Nancy Holt's Land Art Lands In The UK The Art Newspaper International Art News And Events
Nancy Holt's work has long occupied a singular place in Land Art: precise, atmospheric, and less interested in spectacle than in perception itself. Now, for the first time, the American artist is the subject of a major UK exhibition, at Goodwood Art Foundation just outside Chichester, West Sussex, where her outdoor works are being shown alongside drawings, photography, and concrete poetry.
The exhibition includes the first posthumous installation of Hydra's Head, an earthwork made of six pools of water positioned according to the Hydra constellation. Installed in Goodwood's chalk quarry, it was placed according to instructions Holt left behind, curator Ann Gallagher said. Gallagher, who knew Holt during the final decade of her life, also oversaw the presentation of Ventilation System (1985-92), which begins inside the gallery and extends beyond the building into the surrounding landscape.
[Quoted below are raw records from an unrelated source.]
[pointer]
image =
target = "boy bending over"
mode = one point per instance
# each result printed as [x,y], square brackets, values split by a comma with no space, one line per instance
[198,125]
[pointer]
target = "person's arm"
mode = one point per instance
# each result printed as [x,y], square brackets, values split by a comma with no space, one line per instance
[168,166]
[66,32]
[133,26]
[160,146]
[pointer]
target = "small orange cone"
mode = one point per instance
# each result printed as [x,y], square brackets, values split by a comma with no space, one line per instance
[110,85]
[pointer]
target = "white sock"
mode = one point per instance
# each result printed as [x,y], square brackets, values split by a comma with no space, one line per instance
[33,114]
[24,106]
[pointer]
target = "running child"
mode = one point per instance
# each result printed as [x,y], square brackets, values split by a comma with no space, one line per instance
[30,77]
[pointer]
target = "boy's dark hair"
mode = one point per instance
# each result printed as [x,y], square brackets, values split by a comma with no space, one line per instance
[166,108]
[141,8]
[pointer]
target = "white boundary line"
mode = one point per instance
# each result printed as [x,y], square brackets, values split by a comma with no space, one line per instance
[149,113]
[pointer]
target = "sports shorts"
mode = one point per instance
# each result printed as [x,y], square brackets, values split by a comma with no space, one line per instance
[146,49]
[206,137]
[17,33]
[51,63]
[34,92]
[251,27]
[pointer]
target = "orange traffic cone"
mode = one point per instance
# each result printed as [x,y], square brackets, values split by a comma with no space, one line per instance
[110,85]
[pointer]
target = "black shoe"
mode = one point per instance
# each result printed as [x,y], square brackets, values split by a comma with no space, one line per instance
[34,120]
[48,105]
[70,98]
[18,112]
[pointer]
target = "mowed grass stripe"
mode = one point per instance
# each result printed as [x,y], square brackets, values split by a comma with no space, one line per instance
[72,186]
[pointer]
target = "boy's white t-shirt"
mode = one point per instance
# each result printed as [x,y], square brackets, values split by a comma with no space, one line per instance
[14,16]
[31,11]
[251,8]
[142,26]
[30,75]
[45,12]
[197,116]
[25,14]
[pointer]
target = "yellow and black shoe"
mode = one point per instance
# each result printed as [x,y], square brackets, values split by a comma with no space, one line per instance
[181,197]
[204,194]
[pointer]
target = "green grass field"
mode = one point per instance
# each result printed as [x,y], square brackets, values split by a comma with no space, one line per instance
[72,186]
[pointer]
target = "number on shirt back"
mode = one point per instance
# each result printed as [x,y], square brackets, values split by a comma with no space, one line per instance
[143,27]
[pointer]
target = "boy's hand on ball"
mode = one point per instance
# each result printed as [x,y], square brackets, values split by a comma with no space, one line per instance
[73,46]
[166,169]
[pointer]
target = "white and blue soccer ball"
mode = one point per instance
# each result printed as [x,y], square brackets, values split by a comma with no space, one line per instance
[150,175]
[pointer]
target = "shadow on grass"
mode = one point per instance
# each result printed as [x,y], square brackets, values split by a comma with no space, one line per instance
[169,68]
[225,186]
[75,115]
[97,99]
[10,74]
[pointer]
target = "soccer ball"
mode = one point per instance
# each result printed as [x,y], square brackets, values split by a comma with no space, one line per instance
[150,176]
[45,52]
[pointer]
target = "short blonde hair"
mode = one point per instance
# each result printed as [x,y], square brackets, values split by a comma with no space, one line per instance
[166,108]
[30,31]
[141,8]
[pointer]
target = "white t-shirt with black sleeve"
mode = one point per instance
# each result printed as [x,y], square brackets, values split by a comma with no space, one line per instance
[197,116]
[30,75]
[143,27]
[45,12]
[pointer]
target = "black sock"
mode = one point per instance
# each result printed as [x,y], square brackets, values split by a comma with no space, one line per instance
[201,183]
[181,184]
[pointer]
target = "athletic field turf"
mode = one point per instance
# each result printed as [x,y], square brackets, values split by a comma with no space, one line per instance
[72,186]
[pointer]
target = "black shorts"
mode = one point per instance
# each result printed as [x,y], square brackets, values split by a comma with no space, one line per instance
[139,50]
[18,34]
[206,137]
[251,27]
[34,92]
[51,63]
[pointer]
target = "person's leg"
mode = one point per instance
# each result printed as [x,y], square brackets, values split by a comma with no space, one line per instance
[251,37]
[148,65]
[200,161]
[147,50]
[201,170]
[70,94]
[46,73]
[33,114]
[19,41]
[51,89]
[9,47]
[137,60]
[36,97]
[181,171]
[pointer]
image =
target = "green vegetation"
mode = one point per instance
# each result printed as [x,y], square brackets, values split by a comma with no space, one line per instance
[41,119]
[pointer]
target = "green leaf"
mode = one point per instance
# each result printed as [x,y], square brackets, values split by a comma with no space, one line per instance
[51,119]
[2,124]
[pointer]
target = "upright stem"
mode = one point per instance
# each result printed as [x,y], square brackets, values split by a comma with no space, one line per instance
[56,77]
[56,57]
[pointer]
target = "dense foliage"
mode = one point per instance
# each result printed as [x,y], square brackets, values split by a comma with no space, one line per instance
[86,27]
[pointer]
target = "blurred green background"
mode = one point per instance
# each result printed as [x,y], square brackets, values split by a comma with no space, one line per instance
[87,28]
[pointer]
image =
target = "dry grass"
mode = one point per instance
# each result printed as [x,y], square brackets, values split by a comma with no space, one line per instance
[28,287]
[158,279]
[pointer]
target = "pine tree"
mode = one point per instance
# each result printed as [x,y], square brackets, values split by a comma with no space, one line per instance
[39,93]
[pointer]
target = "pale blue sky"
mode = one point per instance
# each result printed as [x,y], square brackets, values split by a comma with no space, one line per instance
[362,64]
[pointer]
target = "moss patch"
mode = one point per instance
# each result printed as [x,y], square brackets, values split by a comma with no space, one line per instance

Holt (1938-2014) came to large-scale art by an unusual route. She studied biology at Tufts University in Massachusetts and worked as a sub editor at Harper's Bazaar in the 1960s before moving into concrete poetry and then into works that linked earth, sky, and systems of measurement. The exhibition title, Nancy Holt: MoonSunStarEarthSkyWater, comes from one of her poems.
Not every major work could be included. Sun Tunnels (1973-76), Holt's best-known outdoor piece, is permanently sited in the Utah desert and owned by Dia Art Foundation, which describes it as the organization's first outdoor work by a woman. In Sussex, it appears as a film of its making, a reminder that Holt's practice often depended as much on framing and sequence as on scale.
The exhibition also reflects the institutional network now surrounding Holt's legacy. Gallagher and Goodwood Art Foundation worked closely with the Holt/Smithson Foundation, which Holt founded in 2018 to preserve and extend the creative legacies of herself and Robert Smithson. The foundation oversees research, exhibitions, publications, events, and both artists' collections.
That context matters. Holt's work emerged from the same 1960s and 1970s American Land Art milieu as Smithson, Michael Heizer, Walter De Maria, Sol LeWitt, and Carl Andre, but her approach was distinct: less bombastic, more attuned to the way a viewer's body registers place. At Goodwood, that sensitivity is sharpened by the quarry setting itself. The result is not simply a survey, but a reactivation of Holt's central question: how do we see the landscape, and how does it see us back?